We vinden het uiteindelijk, achter een eenvoudige woning vlak in de buurt van een bakkerij.
Het is volskhuis is nauwelijks herkenbaar als gemeenschapshuis; in tegendeel. Het lijkt, met twee smalle vensters en het lage dak, niet veel meer dan een kleine uitbouw van het woonhuis. Op het moment dat we een schuilplaats willen gaan zoeken, stapt een oude baas met zijn rollator naar buiten. De oude heer kent de geschiedenis van het Volkshuis als weinig anderen; hij is 85 jaar en zijn levenlang beheerder van het gebouw geweest. Daarvoor waren het zijn ouders, die het pand exploiteerden. Zij moeten door Troelstra en de zijnen zijn aangezocht. Van toneeluitvoeringen en zangkoren is geen sprake mee; het Volkshuis is verdwenen. “Mijn zoon woont nu in het voorhuis en hij heeft het volkshuis gekocht en bij het huis gevoegd. Je herkent het niet meer; het toneel is verdwenen,” zegt de oude heer.

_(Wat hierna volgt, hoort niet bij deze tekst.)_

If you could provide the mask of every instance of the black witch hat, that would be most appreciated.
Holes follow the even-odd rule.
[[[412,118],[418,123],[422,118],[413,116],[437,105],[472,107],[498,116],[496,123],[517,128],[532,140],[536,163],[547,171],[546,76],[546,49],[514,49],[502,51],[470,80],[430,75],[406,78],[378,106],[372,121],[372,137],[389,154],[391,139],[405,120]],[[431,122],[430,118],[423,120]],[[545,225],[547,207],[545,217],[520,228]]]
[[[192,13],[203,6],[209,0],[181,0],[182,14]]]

Even later wandelen we het centrum van Stiens binnen. Daar is een bescheiden monument opgericht wat Troelstra in het Fries en Nederlands herdenkt als schrijver en dichter, want dat was hij. Dichter en schrijver in een prachtig Fries; zijn leidjes behoren tot de klassieke Friese cultuur en worden nog steeds gezongen. Vaak weet men niet eens dat Pieter Jelles Troelstra de schrijver er van was. Tegenover de kerk vinden we het huis waar hij opgroeide; nu is er een praktijk gevestigd van psychologen. Een eindje verder staat het huis waar een schoolmeester woonde, meester Hoogebboom,van het leesplanke.. Aap Noot Mies, Wim Jet…

Stiens herinnert aan die voorbije tijd, maar de drukte voor de Hema is van nu en net zoals elders. Mensen haasten zich voor boodschappen; de uitverkoop trekt altijd volk. Ondertussen zijn we nat; de kou trekt op.